Isabelle laid her magazine on the table and turned in the direction of the voice.

"Izaak, you must do what I, Doctor says."

Without a second thought of her dried out sandwiches, Isabelle rose from her chair and started out toward the window in her kitchen. There, in broad daylight, she could see her neighbours running around their backyard like a couple of children playing chasey.

"What on earth....?" she began, still gawking at the antics being displayed before her.

Izaak and Hanna Sobieski had been her neighbours for a little over twenty years now and had never, in that time, put on a performance such as this. For the most part they had been quiet, respectful neighbours. In fact, Isabelle had often thought them to be rather reclusive. They had immigrated from Krosno, Poland, back in the mid forties, not long after Krosno was liberated. They settled in beside her and Bertie and had been living an inconspicuous life ever since. She had never had a great deal to do with them, she often exchanged simpled greetings over their shared fence, but they hadn't associated much beyond that. Bertie often struck up the odd conversation with Izakk, but due to his thick Polish  linguistics, was unable to carry it too far.

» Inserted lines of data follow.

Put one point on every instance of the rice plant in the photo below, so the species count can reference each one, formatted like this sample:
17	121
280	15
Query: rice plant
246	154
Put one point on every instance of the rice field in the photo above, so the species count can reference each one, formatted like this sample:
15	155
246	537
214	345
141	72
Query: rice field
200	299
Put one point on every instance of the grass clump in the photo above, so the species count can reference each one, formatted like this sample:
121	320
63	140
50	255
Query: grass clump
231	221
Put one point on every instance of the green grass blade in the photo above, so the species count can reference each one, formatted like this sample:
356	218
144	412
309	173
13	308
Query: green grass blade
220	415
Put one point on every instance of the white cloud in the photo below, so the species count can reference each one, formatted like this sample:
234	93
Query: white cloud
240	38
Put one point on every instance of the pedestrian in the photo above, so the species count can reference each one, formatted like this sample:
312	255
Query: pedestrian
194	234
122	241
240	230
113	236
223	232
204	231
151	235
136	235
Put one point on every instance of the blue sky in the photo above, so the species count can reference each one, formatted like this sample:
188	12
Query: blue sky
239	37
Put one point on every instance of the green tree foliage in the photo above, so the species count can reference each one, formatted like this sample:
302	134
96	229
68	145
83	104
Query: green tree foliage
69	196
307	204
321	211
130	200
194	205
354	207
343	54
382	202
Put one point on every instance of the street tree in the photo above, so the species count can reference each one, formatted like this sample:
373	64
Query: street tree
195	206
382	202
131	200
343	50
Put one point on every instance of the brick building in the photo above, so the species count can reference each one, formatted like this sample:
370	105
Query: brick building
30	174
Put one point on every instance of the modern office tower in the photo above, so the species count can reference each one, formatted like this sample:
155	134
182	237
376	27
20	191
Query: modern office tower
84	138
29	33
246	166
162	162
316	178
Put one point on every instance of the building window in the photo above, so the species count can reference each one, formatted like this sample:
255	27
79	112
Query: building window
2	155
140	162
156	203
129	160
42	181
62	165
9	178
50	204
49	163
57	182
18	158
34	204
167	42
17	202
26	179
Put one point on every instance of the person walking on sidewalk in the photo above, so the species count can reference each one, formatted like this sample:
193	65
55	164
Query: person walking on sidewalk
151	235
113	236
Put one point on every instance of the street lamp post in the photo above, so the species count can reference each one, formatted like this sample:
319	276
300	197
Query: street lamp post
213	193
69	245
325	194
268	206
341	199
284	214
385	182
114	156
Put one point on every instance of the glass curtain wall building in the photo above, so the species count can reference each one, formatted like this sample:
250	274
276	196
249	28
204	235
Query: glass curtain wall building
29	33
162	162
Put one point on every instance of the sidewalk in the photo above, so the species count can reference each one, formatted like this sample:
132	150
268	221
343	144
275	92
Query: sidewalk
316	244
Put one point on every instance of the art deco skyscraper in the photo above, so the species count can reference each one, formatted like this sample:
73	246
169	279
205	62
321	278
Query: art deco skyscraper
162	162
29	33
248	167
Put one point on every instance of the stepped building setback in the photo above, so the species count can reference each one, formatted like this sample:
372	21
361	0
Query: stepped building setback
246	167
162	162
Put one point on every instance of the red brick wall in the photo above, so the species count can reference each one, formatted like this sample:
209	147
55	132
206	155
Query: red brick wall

The language barrier hadn't stopped Izaak from continuing to bend Bertie's ear however, he loved a chat whether or not Bertie understood a word he was saying. He just kept right on babbling. Once he had mentioned something about his father working in a glass factory as a young man, before the onset of the first world war, the same one he went to work at himself in latter years, or at least that's what Bertie thought he was to tell him anyway! Apparently he had met Hanna while she was working in a linen-weaving factory, not long before the second world war erupted.

"You go, get away... I no take you devil potion, you try to kill me!"

Isabelle's mouth fell open, what was wrong with the man? Surely he must be joking, how could he think such a thing? She was now more certain than ever that the pair of them were mad as hatters.

"Izaak, don't be dumb, I try help you. Come take medicine."

He would have none of it, instead he weaved in and out of Hanna's vegie garden and around the dilapidated clothesline to escape her and the dreaded medicine she was trying to administer.

"I no let you kill me woman, you evil."

With that, Izaak managed to slip past Hanna and back into the house. Isabelle watched as Hanna lowered her head in defeat and hobbled in after him, still grasping the bottle of tablets in her gnarly, arthritic hands.